A. La caractérisation de motifs suffisants justifiant le refus
L’arrêt détaille avec soin les éléments qui ont pu légalement fonder la décision de l’administration. Il ressort en effet des pièces du dossier que les comptes rendus d’entretien professionnel de l’agent, bien que reconnaissant ses compétences, lui attribuaient un niveau seulement « moyen s’agissant de son sens du service public ». De plus, l’un de ses objectifs n’avait pas été atteint et un courrier de sa hiérarchie lui avait reproché des manquements précis dans le suivi de dossiers. La cour estime que « ces seuls éléments étaient suffisants pour justifier le refus d’inscrire l’intéressé au tableau d’avancement ». En retenant de la sorte des faits objectifs, documentés et non contestés par l’agent, qui touchent directement à sa manière de servir et à sa fiabilité, la juridiction confirme qu’une appréciation globalement positive n’interdit pas à l’administration de prendre en compte des faiblesses ciblées pour refuser une promotion.

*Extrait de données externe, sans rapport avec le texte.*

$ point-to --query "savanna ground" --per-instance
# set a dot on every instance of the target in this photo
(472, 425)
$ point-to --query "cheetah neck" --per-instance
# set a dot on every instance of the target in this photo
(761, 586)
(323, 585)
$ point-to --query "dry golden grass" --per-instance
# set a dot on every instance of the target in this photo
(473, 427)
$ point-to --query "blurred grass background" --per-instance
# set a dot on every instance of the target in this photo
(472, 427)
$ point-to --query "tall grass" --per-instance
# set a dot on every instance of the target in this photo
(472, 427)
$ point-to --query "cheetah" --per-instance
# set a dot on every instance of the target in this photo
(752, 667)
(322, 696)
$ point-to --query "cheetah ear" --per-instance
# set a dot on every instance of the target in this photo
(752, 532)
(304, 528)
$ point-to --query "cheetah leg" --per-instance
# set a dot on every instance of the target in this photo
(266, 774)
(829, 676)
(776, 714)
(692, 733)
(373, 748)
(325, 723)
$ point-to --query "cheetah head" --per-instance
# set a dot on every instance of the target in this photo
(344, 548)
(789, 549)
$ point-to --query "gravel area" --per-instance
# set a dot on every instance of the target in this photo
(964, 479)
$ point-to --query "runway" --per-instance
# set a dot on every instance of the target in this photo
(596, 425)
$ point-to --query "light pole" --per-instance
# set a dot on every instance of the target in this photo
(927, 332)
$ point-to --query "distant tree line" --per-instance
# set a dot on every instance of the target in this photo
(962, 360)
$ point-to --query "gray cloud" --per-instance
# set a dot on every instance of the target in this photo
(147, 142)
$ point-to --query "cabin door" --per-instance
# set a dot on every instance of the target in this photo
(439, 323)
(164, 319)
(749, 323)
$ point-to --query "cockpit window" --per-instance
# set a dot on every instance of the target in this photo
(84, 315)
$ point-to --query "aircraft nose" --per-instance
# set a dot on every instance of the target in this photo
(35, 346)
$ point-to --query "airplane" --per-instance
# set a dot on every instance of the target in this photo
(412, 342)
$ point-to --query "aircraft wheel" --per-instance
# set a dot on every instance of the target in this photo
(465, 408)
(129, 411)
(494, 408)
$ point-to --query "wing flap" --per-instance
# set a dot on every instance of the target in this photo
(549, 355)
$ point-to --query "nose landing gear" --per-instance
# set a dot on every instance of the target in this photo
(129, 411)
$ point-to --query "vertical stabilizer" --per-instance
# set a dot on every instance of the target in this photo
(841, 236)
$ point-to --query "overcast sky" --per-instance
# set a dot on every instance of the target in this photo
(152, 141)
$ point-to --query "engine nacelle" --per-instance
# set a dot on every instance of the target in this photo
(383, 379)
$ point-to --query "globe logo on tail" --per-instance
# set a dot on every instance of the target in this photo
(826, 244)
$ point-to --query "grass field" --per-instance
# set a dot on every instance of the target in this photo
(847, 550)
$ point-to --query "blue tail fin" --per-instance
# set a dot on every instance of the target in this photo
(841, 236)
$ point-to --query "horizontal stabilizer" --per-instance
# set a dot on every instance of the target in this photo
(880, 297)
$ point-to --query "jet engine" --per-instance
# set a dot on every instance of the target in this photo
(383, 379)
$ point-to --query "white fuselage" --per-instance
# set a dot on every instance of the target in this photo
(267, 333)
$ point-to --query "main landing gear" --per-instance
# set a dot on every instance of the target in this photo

B. La neutralisation des arguments et des circonstances inopérants
Face à ces éléments, les justifications avancées par le requérant sont jugées insuffisantes pour caractériser une erreur manifeste. L’arrêt relève ainsi qu’il n’est « ni soutenu ni même allégué » qu’une agression subie par l’agent aurait eu un lien avec les lacunes professionnelles constatées, ni que des agents moins méritants auraient été promus. Par cette double précision, la cour souligne implicitement la charge qui pèse sur le requérant. Il ne suffit pas d’invoquer des circonstances personnelles ou des éléments positifs de sa carrière ; il faut encore démontrer, soit que les faits reprochés sont excusables ou sans rapport avec les aptitudes requises, soit que la décision révèle un traitement inéquitable au regard d’autres agents. En l’absence de tels éléments, l’appréciation de l’administration, même si elle peut paraître sévère à l’agent, ne franchit pas le seuil de l’erreur manifeste et échappe à la censure du juge.